Intervenant 2 [00:02:45] – Tout le plaisir est pour moi.
Intervenant 1 [00:02:46] – Cela fait longtemps que vous vous occupez de construction modulaire. Qu’est-ce qui a changé depuis vos débuts dans ce domaine ?
Intervenant 2 [00:02:53] – J’ai vu effectivement beaucoup d’évolution au cours de ma carrière. Les premiers temps, au Canada, la construction modulaire intéressait surtout le secteur industriel. Pensez aux roulottes de chantier sur remorque ou aux bâtiments utilisés dans l’industrie des sables bitumineux.
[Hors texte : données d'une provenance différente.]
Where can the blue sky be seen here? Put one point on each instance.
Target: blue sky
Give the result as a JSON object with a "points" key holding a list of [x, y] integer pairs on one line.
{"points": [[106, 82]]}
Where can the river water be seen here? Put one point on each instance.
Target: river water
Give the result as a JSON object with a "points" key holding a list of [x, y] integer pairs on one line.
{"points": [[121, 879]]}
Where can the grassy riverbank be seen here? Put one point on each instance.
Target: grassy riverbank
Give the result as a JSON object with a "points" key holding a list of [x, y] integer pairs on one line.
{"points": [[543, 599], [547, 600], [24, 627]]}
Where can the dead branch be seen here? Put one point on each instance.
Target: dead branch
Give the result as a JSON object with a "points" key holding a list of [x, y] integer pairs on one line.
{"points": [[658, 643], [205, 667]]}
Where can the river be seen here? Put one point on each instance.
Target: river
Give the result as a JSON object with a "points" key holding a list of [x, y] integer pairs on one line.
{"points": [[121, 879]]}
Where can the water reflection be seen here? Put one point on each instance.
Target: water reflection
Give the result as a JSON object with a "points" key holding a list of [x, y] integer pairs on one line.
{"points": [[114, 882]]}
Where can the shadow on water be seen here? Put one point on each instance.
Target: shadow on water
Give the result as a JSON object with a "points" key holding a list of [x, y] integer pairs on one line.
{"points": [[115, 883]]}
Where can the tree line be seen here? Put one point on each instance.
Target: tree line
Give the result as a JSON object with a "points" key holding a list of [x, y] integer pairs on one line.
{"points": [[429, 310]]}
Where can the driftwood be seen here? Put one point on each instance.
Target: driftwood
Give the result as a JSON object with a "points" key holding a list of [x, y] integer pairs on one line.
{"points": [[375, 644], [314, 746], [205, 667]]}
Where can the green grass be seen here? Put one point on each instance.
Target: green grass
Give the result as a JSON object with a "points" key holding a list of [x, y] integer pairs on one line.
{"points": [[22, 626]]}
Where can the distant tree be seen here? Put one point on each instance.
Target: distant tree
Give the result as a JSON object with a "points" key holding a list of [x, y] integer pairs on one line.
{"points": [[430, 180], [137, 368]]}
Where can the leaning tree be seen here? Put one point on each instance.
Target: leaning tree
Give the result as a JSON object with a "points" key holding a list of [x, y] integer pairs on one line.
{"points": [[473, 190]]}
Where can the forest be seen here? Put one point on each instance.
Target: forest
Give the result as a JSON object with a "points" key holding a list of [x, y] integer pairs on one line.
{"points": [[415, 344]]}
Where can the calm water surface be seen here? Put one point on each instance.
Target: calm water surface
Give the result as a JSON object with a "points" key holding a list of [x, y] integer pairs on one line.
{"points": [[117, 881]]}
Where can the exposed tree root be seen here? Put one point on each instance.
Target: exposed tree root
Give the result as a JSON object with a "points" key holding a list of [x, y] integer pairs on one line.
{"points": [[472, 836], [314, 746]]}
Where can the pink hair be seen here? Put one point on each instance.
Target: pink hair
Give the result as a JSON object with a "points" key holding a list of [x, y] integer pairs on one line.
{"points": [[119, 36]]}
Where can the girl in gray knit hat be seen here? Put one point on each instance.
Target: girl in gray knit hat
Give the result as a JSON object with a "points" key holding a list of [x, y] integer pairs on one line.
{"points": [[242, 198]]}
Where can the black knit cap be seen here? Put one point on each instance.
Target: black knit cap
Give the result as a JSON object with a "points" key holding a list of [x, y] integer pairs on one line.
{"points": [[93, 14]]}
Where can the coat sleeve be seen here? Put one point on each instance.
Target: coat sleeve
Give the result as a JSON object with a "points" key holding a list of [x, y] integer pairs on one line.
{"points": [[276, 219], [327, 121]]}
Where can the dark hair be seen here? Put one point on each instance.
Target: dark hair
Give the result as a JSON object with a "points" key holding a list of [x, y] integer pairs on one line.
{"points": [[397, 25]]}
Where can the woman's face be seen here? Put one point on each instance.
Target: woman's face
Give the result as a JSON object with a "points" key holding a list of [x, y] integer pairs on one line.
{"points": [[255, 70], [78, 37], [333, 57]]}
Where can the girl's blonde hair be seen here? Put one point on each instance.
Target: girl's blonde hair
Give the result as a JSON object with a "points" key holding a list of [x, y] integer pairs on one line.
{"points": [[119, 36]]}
Je dirais que c’était surtout dans ce domaine qu’on utilisait des constructions modulaires au Canada, il y a dix ans encore à peu près. Depuis pas si longtemps, le Canada emboîte le pas au reste du monde, où les installations modulaires se prêtent à un usage permanent. On réalise que ce type de construction contribue à régler certains des problèmes auxquels fait face le secteur du bâtiment, par exemple en matière de main-d’œuvre et de personnel qualifié. Les gens explorent de nouvelles avenues permettant de résoudre une partie du casse-tête qu’entraînent les méthodes traditionnelles.
Intervenant 1 [00:03:44] – De fait, la construction préfabriquée ou modulaire à grande échelle présente aujourd’hui bien des avantages, surtout en contexte de crise du logement. Je crois cependant que sa pleine mise en œuvre se heurte encore à bien des obstacles. Pouvez-vous nous expliquer en quoi ils consistent surtout ?
Intervenant 2 [00:04:01] – Le premier frein, selon moi, est lié au fait que notre secteur du bâtiment n’a guère changé depuis plus d’un siècle. Les façons de faire sont bien enracinées et je crois que les acteurs ont du mal à adopter ces nouvelles formes de construction. Un changement s’impose. Quel usage faire de ces bâtiments, comment en permettre la construction à grande échelle ? Le passage à la vitesse supérieure, voilà l’un des principaux défis à relever. Il concerne d’abord les promoteurs immobiliers. Le secteur public canadien pousse fortement en faveur de la construction modulaire ; de nombreuses administrations provinciales ou municipales adoptent la formule, et le gouvernement fédéral est en train d’accoucher d’une stratégie de construction industrialisée. On constate donc un engouement. Cependant, les processus d’achat du secteur public datent quelque peu. La construction modulaire est un domaine particulier dont les pratiques de l’administration, qui restent à adapter, ne facilitent pas l’essor – ni celui, plus généralement, des constructions préfabriquées. Il faut donc orienter les méthodes d’approvisionnement du secteur public dans le sens de la collaboration ; l’approche « conception », « appel d’offres » et « construction » ne fonctionne pas, ici.
Intervenant 1 [00:05:19] – En quoi consiste cette approche, plus précisément ?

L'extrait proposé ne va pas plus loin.